Integrated Security when moving from IIS to Docker on Linux

Question

My current services run on Windows in IIS. I have them run as a Service Account user that is part of my Domain. This user runs the app pool for the service and is also given the needed permissions to the database. Then our connection strings can just use integrated security to connect to our SQL Server databases.

The benefit of this is that it can be setup in advance and the code/connection strings do not need to have any passwords.

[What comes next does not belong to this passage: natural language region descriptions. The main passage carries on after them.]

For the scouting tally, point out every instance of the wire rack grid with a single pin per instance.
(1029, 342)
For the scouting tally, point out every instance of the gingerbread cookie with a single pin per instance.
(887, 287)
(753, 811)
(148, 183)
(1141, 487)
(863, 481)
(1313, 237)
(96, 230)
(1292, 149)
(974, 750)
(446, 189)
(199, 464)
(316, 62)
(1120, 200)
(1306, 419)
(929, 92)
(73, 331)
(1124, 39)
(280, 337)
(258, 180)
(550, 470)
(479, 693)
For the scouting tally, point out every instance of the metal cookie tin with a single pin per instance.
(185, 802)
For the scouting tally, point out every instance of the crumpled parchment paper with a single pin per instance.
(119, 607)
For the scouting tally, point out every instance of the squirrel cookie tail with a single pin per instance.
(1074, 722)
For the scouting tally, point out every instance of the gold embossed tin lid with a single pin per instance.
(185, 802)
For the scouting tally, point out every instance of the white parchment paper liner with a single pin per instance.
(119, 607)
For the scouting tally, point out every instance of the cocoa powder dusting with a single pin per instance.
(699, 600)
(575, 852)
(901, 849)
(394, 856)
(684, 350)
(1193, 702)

As I am moving to docker containers I am finding this a difficult situation to keep using. My containers run as root or some other non-company user. So I can't just use integrated security. (And even if I could make my containers run as a domain user, I don't know that it would be a good practice.)

How can I keep passwords out of my database connection strings and configuration when running in containers?

Answer 1

Couple options that might work depending on your specific scenario:

1. If you're connecting to on-prem SQL Server database you can can use Integrated windows auth with Kerberos - see here for implementation of a .NET Core app, running in a Linux container, connecting to a SQL Server database with integrated security.
2. You could also switch to SQL auth and get User Id and Password (or entire connection string) from Azure App Config / Azure Key Vault. Note: in AAC, any secrets settings (e.g. API keys, SSH keys, etc) should be Azure Key Vault (AKV) references. AAC can integrate to AKV via managed identity.
3. If you're using managed DB like Azure SQL Database you could connect using DefaultAzureCredential with Azure Tenant ID & client ID/Secret (of AAD app registration) set as environment variables (see EnvironmentCredential which is the default credential type for DefaultAzureCredential). Note: for local development DefaultAzureCredential will fallback to VisualStudioCredential, which enables authentication to AAD from Visual Studio using user creds.